/effocr

A model(ing framework) for sample efficient OCR

Primary LanguagePython

EffOCR

This repository contains the official implementation of EffOCR. EffOCR is an OCR architecture that emphasizes sample (and computational) efficiency without compromising on accuracy! EffOCR accomplishes this by treating text recognition not as a sequence/language modeling task, but as a metric learning/image retrieval task.

EffOCR vs. Seq2Seq

EffOCR is comprised of two modules, trained separately:

  • a localizer, an object detector that is fine-tuned for the purpose of detecting characters/letters/glyphs/words in an image of text; and
  • a recognizer, which classifies/assigns identities to localized glyphs.

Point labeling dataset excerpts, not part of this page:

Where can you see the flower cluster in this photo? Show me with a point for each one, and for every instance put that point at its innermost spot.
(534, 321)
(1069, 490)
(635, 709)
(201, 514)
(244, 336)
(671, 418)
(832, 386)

In this repo, we provide tools for training your own EffOCR models for your particular documents of interest, as well as for running fast and accurate inference on new samples.

Installation

Clone this repo, then install requirements.txt in an environment with Python >= 3.7. (To accommodate downloading GPU-compatible FAISS, as referenced below, it can be useful to first set up and activate a conda environment before installing these required dependencies.)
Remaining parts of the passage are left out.